To understand money, we must first understand the concept of trade; exchanging one thing for another. As human beings began to leave their hunter-gatherer lifestyles behind, agrarian (farming-based) societies began to form. With newly found sedentary forms of living, human beings were able to experience periods of surplus. Surplus is defined as having an excess amount of something. Those with a surplus could afford to trade their surplus of goods, such as wheat or livestock, for things that they may need such as pottery or milk. However, beyond a certain point, for example, deducing the barter price of a good may become difficult as a gallon of milk may or may not be enough to trade for a chicken. So what was humanity to do?

At about 600 B.C.E., in what is now modern day Turkey, the Kingdom of Lydia introduced what may have been the first coinage system. They used an alloy of gold and silver, to mint coins. These coins were then stamped by the Lydian government to authenticate their value. The held various sizes and weight to mark different values. Trade was then conducted with these coins, facilitating more efficient trade. In China, during the Tang Dynasty (approximately 700 C.E.), merchants began using promissory notes to avoid carrying large sums of coins. At around 1020 C.E., the Chinese government then began printing paper money.

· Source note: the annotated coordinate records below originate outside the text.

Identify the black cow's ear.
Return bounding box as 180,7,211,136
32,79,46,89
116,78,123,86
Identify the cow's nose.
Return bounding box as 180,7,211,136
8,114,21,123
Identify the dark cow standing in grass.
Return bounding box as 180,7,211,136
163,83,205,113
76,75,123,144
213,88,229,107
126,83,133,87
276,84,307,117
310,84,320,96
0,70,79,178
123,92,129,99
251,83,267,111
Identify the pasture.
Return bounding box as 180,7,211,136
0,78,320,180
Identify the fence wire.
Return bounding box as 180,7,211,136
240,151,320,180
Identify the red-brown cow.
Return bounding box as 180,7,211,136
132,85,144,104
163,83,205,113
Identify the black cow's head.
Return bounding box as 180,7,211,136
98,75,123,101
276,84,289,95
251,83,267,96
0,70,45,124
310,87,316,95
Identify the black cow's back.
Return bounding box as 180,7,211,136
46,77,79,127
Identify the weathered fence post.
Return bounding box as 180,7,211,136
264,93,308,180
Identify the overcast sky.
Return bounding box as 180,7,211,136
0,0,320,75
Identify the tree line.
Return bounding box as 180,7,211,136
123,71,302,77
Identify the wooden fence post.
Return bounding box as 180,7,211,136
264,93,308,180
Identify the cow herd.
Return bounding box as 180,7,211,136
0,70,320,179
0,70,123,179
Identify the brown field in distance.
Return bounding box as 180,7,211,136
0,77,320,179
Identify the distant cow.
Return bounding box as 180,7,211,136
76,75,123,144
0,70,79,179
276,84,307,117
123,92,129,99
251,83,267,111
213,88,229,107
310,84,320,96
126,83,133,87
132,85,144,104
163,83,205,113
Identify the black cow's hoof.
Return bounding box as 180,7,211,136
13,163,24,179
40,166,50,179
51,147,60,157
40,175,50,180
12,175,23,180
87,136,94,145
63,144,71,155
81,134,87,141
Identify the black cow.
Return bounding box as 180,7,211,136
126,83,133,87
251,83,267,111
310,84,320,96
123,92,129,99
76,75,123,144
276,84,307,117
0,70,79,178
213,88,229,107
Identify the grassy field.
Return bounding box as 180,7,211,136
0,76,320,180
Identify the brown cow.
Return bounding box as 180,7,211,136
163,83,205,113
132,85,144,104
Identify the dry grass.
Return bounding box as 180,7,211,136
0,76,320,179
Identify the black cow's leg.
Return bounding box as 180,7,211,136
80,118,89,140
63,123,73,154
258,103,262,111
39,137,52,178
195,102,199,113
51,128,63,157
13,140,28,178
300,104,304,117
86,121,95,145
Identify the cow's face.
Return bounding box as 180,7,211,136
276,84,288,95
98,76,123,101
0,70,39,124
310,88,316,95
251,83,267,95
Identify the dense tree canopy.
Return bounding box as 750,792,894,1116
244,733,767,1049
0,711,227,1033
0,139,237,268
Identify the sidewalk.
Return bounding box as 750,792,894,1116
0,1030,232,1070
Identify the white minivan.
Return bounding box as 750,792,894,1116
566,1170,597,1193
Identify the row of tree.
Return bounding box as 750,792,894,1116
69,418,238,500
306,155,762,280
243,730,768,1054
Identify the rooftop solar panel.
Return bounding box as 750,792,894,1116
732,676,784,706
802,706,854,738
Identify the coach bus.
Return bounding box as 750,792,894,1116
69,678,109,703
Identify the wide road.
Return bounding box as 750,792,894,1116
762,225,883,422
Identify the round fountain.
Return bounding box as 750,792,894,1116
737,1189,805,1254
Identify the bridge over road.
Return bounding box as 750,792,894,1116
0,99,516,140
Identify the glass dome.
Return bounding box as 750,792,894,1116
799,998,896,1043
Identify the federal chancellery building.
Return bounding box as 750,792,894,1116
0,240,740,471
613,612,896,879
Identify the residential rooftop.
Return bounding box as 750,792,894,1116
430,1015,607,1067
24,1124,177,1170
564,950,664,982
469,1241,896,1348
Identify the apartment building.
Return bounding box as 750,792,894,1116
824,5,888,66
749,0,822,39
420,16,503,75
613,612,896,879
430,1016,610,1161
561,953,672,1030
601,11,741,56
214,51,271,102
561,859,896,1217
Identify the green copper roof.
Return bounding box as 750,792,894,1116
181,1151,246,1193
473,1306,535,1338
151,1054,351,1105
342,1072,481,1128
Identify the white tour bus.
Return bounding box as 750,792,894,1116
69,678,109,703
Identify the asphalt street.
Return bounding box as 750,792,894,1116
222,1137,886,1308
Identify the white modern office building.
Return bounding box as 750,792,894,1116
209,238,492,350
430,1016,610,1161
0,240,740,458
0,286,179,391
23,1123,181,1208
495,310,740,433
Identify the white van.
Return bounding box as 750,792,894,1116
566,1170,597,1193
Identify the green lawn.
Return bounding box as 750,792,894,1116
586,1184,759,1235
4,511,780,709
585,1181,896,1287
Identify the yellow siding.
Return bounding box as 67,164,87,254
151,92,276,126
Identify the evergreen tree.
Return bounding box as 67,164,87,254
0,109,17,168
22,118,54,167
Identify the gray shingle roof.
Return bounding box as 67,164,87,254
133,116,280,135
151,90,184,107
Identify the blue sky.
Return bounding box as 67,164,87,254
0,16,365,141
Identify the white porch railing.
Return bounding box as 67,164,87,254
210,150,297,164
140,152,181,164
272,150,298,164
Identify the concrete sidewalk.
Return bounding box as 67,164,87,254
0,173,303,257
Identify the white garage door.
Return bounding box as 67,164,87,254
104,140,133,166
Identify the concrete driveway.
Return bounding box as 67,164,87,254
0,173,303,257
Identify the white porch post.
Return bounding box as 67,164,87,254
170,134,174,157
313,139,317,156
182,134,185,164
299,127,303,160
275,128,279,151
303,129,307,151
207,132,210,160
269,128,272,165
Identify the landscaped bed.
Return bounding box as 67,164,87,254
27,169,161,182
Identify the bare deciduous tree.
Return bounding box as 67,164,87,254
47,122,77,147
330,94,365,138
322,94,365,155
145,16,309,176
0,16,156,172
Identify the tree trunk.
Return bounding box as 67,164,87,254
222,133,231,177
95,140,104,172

However, this type of money still represents a promissory note backed by the Chinese government. This means that the paper money could be turned in for the amount of precious metal stated on the note. We no longer have this system. In 1971, President Nixon removed the United States’ ability to convert paper money into gold on an international scale. This removed many currencies, tied to the U.S. dollar, from the gold standard. Paper money then turned to fiat money. Fiat money is backed only by the issuing government’s promise to pay- not gold or any other commodity.